In support of the legislation, Council Delegate Leonard Tsosie (Baca/Prewitt, Casamero Lake, Counselor, Littlewater, Ojo Encino, Pueblo Pintado, Torreon, Whitehorse Lake) said the land purchase would also allow the Navajo people to be closer to the eastern Navajo scared mountain, Sisnaajiní, also known as Blanca Peak.

“This opportunity will allow us to be near Sisnaajiní, which is the only sacred mountain that we are not close to. The purchase will let us gain some of our aboriginal lands back,” he said.

Council Delegate Steven Begay (Coyote Canyon, Mexican Springs, Naschitti, Tohatchi, Bahastl’a’a’) added, “Sisnaajiní has a strong spiritual meaning within our prayers and songs. Many of our Navajo clans also originated from Sisnaajiní. It would allow spiritual growth for our people and children.”

Council Delegate Tom Chee (Shiprock) stated the land could be a great purchase, but had uncertainties because of the Nation’s previous land purchases.

“The Nation has made dozens and dozens of land purchases in the past, like buying new toys left-and-right, but to this day, I have not seen any investments or developments within those land areas. I toured the ranch myself and in my personal reflection, it is too far to travel and the ranch has hard access. Why can’t we spend the $24 million on our own people,” Chee said.

During the discussion an amendment was approved with a 8-7 vote, which states the property will be used for economic development purposes, equine therapy sessions, veteran rehabilitation therapy, educational purposes, housing, firewood, and traditional Navajo use.

Additionally, the amendment states the use of land is to be managed pursuant to a plan provided by the Navajo Nation office of the President and Vice President, which is to be approved by the Naabik’iyati’ Committee.

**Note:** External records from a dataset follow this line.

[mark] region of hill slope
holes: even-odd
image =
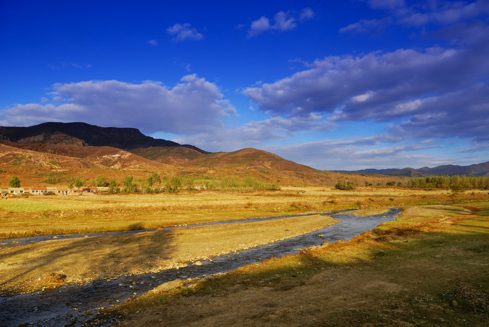
[[[76,144],[82,146],[110,146],[124,150],[154,146],[189,148],[189,145],[153,138],[135,128],[100,127],[85,123],[43,123],[29,127],[0,127],[0,139],[18,143]]]

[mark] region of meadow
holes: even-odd
[[[489,202],[403,209],[351,241],[187,282],[89,326],[489,325]]]
[[[0,293],[11,296],[178,267],[335,221],[333,217],[312,215],[135,234],[51,237],[9,246],[15,241],[11,238],[83,235],[345,209],[359,208],[354,214],[362,216],[400,207],[403,211],[396,220],[351,241],[325,243],[214,278],[187,281],[189,287],[102,310],[87,326],[104,325],[114,317],[121,326],[196,322],[312,326],[333,321],[339,326],[460,326],[466,322],[480,326],[489,321],[488,200],[487,191],[478,190],[454,195],[439,189],[325,187],[2,199]]]
[[[0,200],[0,239],[67,233],[154,229],[245,218],[344,209],[473,202],[487,199],[475,190],[283,187],[279,191],[205,191],[176,194],[30,196]]]

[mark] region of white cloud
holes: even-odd
[[[179,143],[193,144],[208,151],[234,151],[244,148],[259,147],[269,141],[285,140],[305,131],[331,131],[335,126],[335,124],[325,122],[321,116],[314,114],[305,118],[273,117],[252,121],[233,129],[216,130],[174,140]]]
[[[267,17],[262,16],[259,19],[251,22],[249,30],[248,31],[248,37],[256,36],[269,29],[270,21]]]
[[[172,40],[177,42],[186,40],[199,40],[204,38],[201,33],[198,32],[196,28],[191,27],[190,24],[188,23],[175,24],[167,28],[166,31],[171,35],[174,36]]]
[[[311,19],[314,17],[315,13],[311,10],[311,8],[308,7],[302,9],[301,15],[299,16],[299,19],[301,21]]]
[[[348,25],[346,27],[343,27],[339,29],[340,33],[346,33],[347,32],[353,32],[355,33],[359,33],[365,34],[372,32],[372,31],[379,30],[385,28],[388,25],[392,22],[390,17],[385,17],[379,20],[371,19],[360,20],[356,22]]]
[[[171,88],[159,82],[112,80],[57,84],[53,89],[60,104],[16,105],[0,111],[0,121],[4,126],[83,121],[191,135],[222,128],[222,117],[236,113],[217,86],[195,74]]]
[[[378,148],[388,139],[385,135],[366,138],[328,140],[299,144],[267,146],[261,148],[295,162],[326,170],[420,168],[427,163],[439,162],[435,156],[421,155],[420,150],[439,147],[433,142],[413,143]],[[399,163],[402,166],[399,166]]]
[[[279,31],[287,31],[292,29],[297,26],[294,22],[295,20],[289,16],[288,13],[279,11],[275,16],[275,23],[272,26],[274,29]]]
[[[299,19],[303,22],[310,19],[314,16],[314,13],[310,8],[302,10],[299,16]],[[265,16],[262,16],[259,19],[251,22],[249,29],[248,30],[247,38],[253,37],[262,34],[268,30],[277,31],[288,31],[293,29],[297,26],[295,22],[296,17],[291,16],[289,12],[279,11],[273,18],[273,24],[270,24],[270,20]]]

“We need to have assurance that this land will be utilized by all Navajo citizens, especially our youth, elders, and veterans,” Council Delegate Amber Crotty (Beclabito, Cove, Gadi’i’áhi/To’Koi, Red Valley, Tooh Haltsooi, Toadlena/Two Grey Hills, Tsé ałnáoz’t’I’í).

The legislation states the Navajo Nation Division of Natural Resources executive director will initiate and complete the requirements for the property purchase on or before August 27.

The Naabik’íyáti’ Committee approved Legislation No. 0269-17 with a vote of 17-1, and serves as the final authority for the bill.